How this skill works

The skill wraps provider SDKs (e.g., OpenAI, Anthropic) to emit automatic traces for LLM calls, or lets you create traces, spans, and generation records manually. Spans capture inputs, outputs, metadata, and status; generations capture model, parameters, usage, and streamed content. Traces can be nested and linked via a langfuseParent reference so higher-level operations correlate with child spans and LLM generations.

When to use it

  • Add zero-code tracing to OpenAI calls by wrapping the client
  • Instrument RAG pipelines to trace embeddings, vector search, and generation
  • Track streaming LLM responses and capture incremental content and final usage
  • Link API requests to internal operations with parent-child traces
  • Integrate Langfuse tracing into LangChain or custom tool-calling systems

Best practices

  • Wrap provider clients early (observeOpenAI) to avoid missing generations
  • Always call .end() for spans and generations; use finally blocks to prevent orphaned spans
  • Include meaningful names, inputs, and metadata for spans to make traces searchable
  • Pass parent trace/span (langfuseParent) when delegating work to child functions
  • For streaming, include usage in stream options and capture final usage from last chunk

Example use cases

  • Automatic OpenAI tracing: instrument OpenAI client to capture all chat completions without changing call sites
  • RAG pipeline: trace embedding, vector search, and LLM generation with explicit spans and final trace output
  • Streaming chat: yield chunks to users while recording the stream and final token usage in generation.end
  • API request tracing: create a parent trace for an endpoint and pass child spans to downstream processing
  • Anthropic or other provider calls: wrap or manually create generation records for non-OpenAI SDKs

FAQ

What if spans appear orphaned in the UI?

Orphaned spans typically mean .end() was not called.
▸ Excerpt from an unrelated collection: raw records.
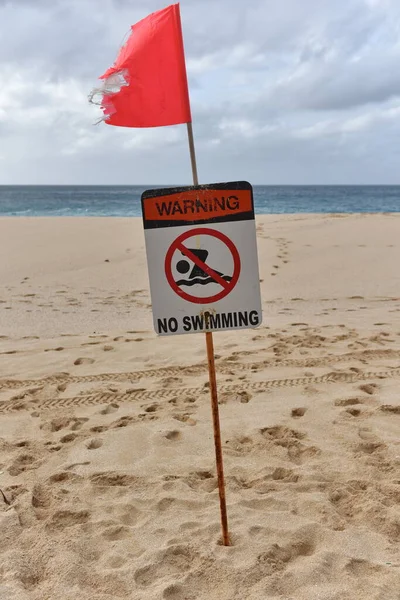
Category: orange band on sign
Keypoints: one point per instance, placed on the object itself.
(195, 205)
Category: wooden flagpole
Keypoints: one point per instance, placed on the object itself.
(213, 382)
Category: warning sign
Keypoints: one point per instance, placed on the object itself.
(192, 262)
(202, 258)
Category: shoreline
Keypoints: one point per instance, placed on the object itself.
(107, 475)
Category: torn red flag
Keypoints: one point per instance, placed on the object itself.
(147, 85)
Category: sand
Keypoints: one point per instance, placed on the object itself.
(107, 459)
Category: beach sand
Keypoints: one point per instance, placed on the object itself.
(107, 459)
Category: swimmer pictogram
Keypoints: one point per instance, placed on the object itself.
(193, 264)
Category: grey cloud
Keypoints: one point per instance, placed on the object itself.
(288, 92)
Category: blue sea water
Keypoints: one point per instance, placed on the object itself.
(123, 201)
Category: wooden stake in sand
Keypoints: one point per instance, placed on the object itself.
(212, 380)
(148, 88)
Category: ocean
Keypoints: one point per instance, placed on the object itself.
(124, 201)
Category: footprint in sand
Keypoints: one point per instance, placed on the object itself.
(173, 435)
(94, 444)
(168, 563)
(84, 361)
Ensure spans and generations are ended in finally blocks and that parent links are provided for child operations.

How do I capture token usage for streams?

Enable include_usage in stream options or gather usage from the final stream chunk, then pass usage to generation.end().

Can I trace LangChain flows?

Yes. Use the Langfuse callback handler to automatically trace LangChain operations and LLM calls.